I also have records in all of these groupings that work.
The approximate input record count is relatively small ( 170,000 records ) The input SQL is a query and the data is pre-sorted on _similarity and _confidence in desc order coming into the split. So the matching records should start at 1 & 1.
Any thoughts what I am missing?

Viewing 4 posts - 1 through 4 (of 4 total)

You must be logged in to reply to this topic. Login to reply

Phil Parkin SSC Guru Points: 247222 More actions · Answer 1

It's a complex one to try and diagnose, because I don't think you've provided quite enough info.

My first comment would be that your conditions are not exclusive. Eg anything that is a good match is also a possible match and a least possible. Using 'between' logic would make things tighter.

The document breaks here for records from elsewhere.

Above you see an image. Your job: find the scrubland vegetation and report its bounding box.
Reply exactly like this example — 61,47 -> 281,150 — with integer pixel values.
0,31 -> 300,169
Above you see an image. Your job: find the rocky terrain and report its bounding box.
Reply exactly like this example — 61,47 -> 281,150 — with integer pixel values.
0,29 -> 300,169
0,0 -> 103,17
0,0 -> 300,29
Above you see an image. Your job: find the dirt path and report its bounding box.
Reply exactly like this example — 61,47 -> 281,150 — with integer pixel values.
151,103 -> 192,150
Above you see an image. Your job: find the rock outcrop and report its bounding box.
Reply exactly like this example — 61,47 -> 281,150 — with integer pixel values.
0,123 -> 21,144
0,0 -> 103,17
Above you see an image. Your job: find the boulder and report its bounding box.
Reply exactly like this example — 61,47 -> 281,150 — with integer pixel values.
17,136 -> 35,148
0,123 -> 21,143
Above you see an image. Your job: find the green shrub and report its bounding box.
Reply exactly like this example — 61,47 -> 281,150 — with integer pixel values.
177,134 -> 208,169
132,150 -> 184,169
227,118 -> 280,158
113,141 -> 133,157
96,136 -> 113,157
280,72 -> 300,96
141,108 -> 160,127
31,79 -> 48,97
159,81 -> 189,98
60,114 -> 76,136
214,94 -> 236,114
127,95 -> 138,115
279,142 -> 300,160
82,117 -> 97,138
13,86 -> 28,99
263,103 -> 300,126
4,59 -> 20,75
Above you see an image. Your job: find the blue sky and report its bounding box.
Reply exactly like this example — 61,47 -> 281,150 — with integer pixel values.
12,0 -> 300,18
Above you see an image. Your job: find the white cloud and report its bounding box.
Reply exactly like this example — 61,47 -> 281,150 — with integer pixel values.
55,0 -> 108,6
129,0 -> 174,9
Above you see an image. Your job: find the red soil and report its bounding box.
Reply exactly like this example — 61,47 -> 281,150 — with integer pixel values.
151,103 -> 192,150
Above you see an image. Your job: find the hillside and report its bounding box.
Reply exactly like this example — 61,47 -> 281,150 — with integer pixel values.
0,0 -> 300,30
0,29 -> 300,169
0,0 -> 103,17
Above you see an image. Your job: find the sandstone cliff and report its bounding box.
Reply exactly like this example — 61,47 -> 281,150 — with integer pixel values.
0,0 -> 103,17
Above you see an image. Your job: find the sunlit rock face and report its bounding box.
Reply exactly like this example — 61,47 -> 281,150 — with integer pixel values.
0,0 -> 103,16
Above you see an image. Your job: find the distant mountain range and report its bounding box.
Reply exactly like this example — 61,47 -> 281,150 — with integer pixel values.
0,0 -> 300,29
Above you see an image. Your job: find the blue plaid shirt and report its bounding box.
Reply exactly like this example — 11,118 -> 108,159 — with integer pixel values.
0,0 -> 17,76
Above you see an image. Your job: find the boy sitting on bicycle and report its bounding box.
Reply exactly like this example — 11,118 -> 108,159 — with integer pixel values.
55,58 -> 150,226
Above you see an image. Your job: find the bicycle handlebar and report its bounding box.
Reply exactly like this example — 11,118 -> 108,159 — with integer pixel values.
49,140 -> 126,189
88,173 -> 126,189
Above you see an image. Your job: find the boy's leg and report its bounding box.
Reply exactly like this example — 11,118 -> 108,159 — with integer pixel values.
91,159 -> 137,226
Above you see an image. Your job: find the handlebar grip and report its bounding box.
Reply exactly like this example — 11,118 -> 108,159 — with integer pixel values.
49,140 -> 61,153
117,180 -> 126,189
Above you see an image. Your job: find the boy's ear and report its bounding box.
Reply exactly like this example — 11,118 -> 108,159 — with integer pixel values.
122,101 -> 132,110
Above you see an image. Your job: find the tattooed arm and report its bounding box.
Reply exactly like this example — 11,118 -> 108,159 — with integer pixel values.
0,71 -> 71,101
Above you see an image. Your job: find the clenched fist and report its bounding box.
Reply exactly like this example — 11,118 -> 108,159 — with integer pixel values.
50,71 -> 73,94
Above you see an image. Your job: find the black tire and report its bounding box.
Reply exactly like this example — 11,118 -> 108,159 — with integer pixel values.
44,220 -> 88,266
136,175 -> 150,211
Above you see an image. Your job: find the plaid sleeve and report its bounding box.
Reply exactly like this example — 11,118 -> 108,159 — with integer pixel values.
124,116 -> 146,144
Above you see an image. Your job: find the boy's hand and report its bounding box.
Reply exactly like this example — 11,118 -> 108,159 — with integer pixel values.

JustMarie SSCertifiable Points: 7771 More actions · Answer 2

What data type is the field? It almost looks like a rounding error.

etm1109 Ten Centuries Points: 1107 More actions · Answer 3

The data types are the ones generated by SQL. I'm checking the values of the _similarity and _confidence fields and adding a field based on a number range.

I posted two examples of what should not be happening. The first example was not processed by the rules, and dropped into the default no match. The 2nd example should have not been processed by the rules but was.